Derycke. Hij opende de poort van zijn parkeergarage. In het samengevoegde schijnsel van de vier koplampen viel het op dat de oude heer, zoals vorige keren, niet was opgedirkt, maar sjofele werkkleren droeg. Bovendien leek hij wat buiten adem. Zijn amechtig piepende borstkas ging gejaagd op en neer. Gezien het onzalige uur, gaf hij de schijn bezig te zijn geweest met een karwei dat het daglicht niet verdroeg. Moest hij een gat graven? Kwam hij een schop halen? Een geweer?
‘Uw vrouw?’ riep Joseph boven het geronk der motoren uit.
‘Niet thuis! Waar ze is, zou ik aan u moeten vragen!’ kwam het botweg van de andere kant. ‘Wanneer krijg ik de volgende fotosessie?’
‘Hoe weet u dat uw vrouw niet thuis is?’
‘Anders had zij toch al opengemaakt? Opzij! Opzij, zeg ik!’ De oude reed de auto naar binnen. Bij het zien dat zijn ongewenste bezoeker koppig weer bij de open poort postvatte, zuchtte hij dodelijk verveeld. ‘Goed, ik neem een kijkje!’
Alleen in het donker onder de witte maan bereidde Joseph zich voor op een ernstige confrontatie. Vooreerst zou zich bij haar verontschuldigen en gedeisd haar reactie afwachten. Door haar toedoen had hij zich in een wespennest gestoken. Zonder haar hulp zou hij er nooit zonder kleerscheuren uit geraken.
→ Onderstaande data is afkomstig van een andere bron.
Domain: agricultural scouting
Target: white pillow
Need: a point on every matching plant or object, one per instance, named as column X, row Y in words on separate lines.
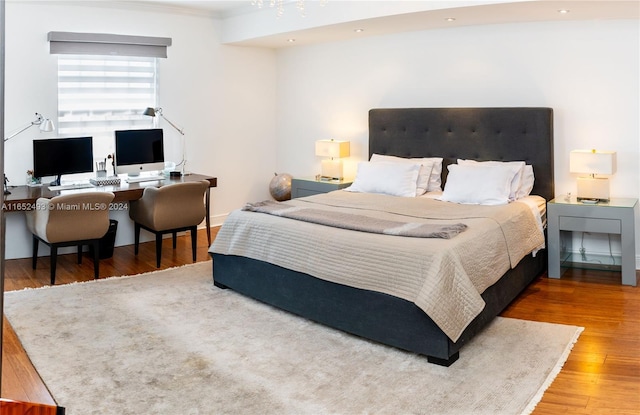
column 516, row 183
column 478, row 184
column 526, row 184
column 396, row 179
column 429, row 178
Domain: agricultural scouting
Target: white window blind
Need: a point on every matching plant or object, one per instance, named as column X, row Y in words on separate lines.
column 100, row 94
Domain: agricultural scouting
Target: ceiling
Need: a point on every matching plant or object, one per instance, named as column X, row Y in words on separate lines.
column 243, row 23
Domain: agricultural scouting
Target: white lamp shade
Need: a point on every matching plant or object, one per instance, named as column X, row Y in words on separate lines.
column 332, row 148
column 592, row 162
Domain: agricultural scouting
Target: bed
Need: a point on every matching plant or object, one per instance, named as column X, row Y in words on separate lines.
column 502, row 134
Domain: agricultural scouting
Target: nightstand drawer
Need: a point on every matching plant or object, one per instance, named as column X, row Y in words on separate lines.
column 573, row 223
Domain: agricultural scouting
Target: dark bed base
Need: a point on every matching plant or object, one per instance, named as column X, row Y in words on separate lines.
column 369, row 314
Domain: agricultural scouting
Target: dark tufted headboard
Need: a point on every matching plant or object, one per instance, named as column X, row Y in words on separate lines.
column 505, row 134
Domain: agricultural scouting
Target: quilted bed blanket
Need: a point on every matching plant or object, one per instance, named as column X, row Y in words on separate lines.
column 443, row 277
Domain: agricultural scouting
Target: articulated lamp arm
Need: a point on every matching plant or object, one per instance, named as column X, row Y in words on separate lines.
column 45, row 125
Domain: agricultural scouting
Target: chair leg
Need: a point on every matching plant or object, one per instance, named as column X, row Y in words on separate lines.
column 194, row 241
column 54, row 260
column 158, row 248
column 96, row 259
column 136, row 237
column 34, row 260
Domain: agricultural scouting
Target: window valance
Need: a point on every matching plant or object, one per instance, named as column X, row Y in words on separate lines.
column 107, row 44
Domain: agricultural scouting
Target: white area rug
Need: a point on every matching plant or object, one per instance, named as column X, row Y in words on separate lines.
column 171, row 343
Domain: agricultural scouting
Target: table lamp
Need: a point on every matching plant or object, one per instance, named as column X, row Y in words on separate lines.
column 593, row 163
column 335, row 150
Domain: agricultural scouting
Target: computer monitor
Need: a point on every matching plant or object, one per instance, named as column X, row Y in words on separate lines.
column 58, row 156
column 139, row 150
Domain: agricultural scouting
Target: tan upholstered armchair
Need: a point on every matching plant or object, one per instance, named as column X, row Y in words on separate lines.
column 70, row 220
column 169, row 209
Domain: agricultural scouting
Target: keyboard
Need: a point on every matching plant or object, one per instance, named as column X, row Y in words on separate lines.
column 138, row 179
column 71, row 186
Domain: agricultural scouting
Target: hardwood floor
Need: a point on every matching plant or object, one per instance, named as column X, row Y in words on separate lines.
column 601, row 376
De voordeur draaide op een kier. Hoopvol zette Joseph een voet op de drempel. In het donker ontmoette hij de kwade blik van de uil. ‘Gij met uw smoesjes! Mijn vrouw is helemaal niet thuis! Waag het niet nog aan te bellen! Het is verdomme een gat in de nacht!’ De deur viel in het slot.
Daarmee was de oude van zijn onverwachte, nachtelijke bezoeker af. Maar al dat gesnerp had bij Joseph wel het gevoel versterkt dat er iets niet pluis was. Zijn vermoeden dat Derycke onverwachts een lijk moest doen verdwijnen, en hiervoor dringend een tuinschop nodig had, stak opnieuw de kop op. Door het portier krachtig dicht te slaan en overmatig gasgeven, gaf hij zijn vertrek te kennen. Van zodra hij ver genoeg verwijderd was, doofde hij de lichten.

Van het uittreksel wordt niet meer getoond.